I'm just confused as to how the solublity of a product that did not even form works in this case?

If you don't have the solubility constant or the concentration of MgCl2, then you wouldn't be able to figure out a trend. But let's just say you are given the Ksp's of both Barium hydroxide and magnesium hyrdoxide. The Ksp for magnesium hyroxide is lower than the Ksp for Barium hydroxide. So if there is any hydroxide present in solution, it will react with the magnesium ions and precipitate as Mg(OH)2 when the MgCl2 is added. The key to understand here is that magnesium hydroxide will form once you add MgCl2 even if magnesium hydroxide wasn't in the solution to begin with.

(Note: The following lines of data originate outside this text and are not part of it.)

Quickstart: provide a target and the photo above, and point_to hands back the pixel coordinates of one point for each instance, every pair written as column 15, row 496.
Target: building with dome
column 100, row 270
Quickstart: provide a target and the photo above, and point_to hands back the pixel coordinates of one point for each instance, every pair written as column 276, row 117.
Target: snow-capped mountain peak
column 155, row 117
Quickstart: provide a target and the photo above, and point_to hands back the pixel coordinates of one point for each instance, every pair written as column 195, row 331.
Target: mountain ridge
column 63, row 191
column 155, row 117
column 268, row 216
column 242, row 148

It's the same idea as when you add acid to the solution. The reason H+ reacts so readily with OH- is because Kw is 10^14. Since the K is so high, you're more likely to have water in solution than H+ and OH-. For magnesium hydroxide, the same idea applies. The K for it's formation is the inverse of the Ksp, ~6*10^10, meaning there will mostly be magnesium hydroxide rather than Mg+2 and OH- ions in solution. Just like how the H+ reacts with the OH- to form H20 shifting the equation to the right, the Magnesium reacts with the hydroxide to form magnesium hydroxide. Either way the hydroxide is sequestered because of a high equilibrium constant favoring either H2O or Mg(OH)2.

 

[SketchLazy]

Okay, gotcha. So, the methodology in my answer was correct (it was a Le Chatlier's principle question), but this would have required outside knowledge of the solubility of Mg(OH)2 to get the entire trend developed. I'd imagine that if a question like that were to come up there would be a passage that would give information on the solubility of Mg(OH)2, right?

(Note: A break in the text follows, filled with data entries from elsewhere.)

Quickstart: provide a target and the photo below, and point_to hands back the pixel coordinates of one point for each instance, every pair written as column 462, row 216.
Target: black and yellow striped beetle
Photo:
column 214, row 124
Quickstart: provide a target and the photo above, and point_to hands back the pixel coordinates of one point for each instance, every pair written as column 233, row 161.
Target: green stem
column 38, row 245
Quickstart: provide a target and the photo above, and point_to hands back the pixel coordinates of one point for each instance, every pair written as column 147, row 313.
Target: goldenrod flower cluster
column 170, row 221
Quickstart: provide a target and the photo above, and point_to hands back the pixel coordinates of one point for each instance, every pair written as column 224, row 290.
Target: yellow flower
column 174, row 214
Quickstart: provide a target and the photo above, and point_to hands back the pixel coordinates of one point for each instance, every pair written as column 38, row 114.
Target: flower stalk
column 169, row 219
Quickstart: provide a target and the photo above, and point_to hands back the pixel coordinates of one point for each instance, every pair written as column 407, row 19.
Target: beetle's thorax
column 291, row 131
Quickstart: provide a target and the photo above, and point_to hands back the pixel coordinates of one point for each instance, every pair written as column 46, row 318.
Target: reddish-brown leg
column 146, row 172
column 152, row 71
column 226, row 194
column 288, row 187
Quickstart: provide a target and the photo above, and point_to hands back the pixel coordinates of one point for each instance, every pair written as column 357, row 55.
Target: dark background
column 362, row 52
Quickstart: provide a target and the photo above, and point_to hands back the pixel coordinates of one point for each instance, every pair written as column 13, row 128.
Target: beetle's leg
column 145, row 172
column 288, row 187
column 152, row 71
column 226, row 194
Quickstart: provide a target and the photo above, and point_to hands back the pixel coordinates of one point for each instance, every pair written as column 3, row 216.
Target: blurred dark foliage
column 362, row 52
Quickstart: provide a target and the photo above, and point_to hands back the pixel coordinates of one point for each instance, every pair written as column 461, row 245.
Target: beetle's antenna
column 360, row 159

Yeah, your reasoning was right on. I can't say for sure, but I think they expect you to know basic solubility rules. It didn't come up on the official test for me, but solubility rules did come up on my practice tests.

 

[DrMattOglesby]

if you increase the volume in a reaction at equilibrium, it will decrease in pressure according to Le Chatelier's Principle.
and conversely, if you increase the pressure, then volume is decreased.
now;
how do i know which direction equilibrium shifts when i do either of these to a system?

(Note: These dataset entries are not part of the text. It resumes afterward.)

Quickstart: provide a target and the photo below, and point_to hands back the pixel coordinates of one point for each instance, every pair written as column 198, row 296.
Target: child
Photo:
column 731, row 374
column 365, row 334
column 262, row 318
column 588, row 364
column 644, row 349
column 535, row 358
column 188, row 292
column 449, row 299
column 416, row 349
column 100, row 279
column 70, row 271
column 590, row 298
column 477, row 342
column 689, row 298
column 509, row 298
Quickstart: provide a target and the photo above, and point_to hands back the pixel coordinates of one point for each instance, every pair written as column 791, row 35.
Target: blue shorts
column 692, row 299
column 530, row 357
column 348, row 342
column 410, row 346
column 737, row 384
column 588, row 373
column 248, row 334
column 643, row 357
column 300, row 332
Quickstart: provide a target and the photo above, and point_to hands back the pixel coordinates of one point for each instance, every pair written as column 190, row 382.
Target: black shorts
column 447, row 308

here is an example equation to show off your knowledge with:

N2(g) + 3H2(g) --> 2 NH3(g)

1) which direction will the reaction shift when you have an increase in volume? why?
2) which direction will the reaction shift when you have an increase pressure? why?

 

[RSAgator]

if you increase the volume in a reaction at equilibrium, it will decrease in pressure according to Le Chatelier's Principle.
and conversely, if you increase the pressure, then volume is decreased.
now;
how do i know which direction equilibrium shifts when i do either of these to a system?

here is an example equation to show off your knowledge with:

N2(g) + 3H2(g) --> 2 NH3(g)

1) which direction will the reaction shift when you have an increase in volume? why?
2) which direction will the reaction shift when you have an increase pressure? why?

Pretty sure that if you increase the pressure your reaction shifts to the side with fewer moles of gas, that is it would move to the product (2 mol NH3 vs. 4 mol H2 + N2). Assuming a raise in volume constitutes a reduction in pressure, I would think the opposite would occur. Your reaction would move to the right side.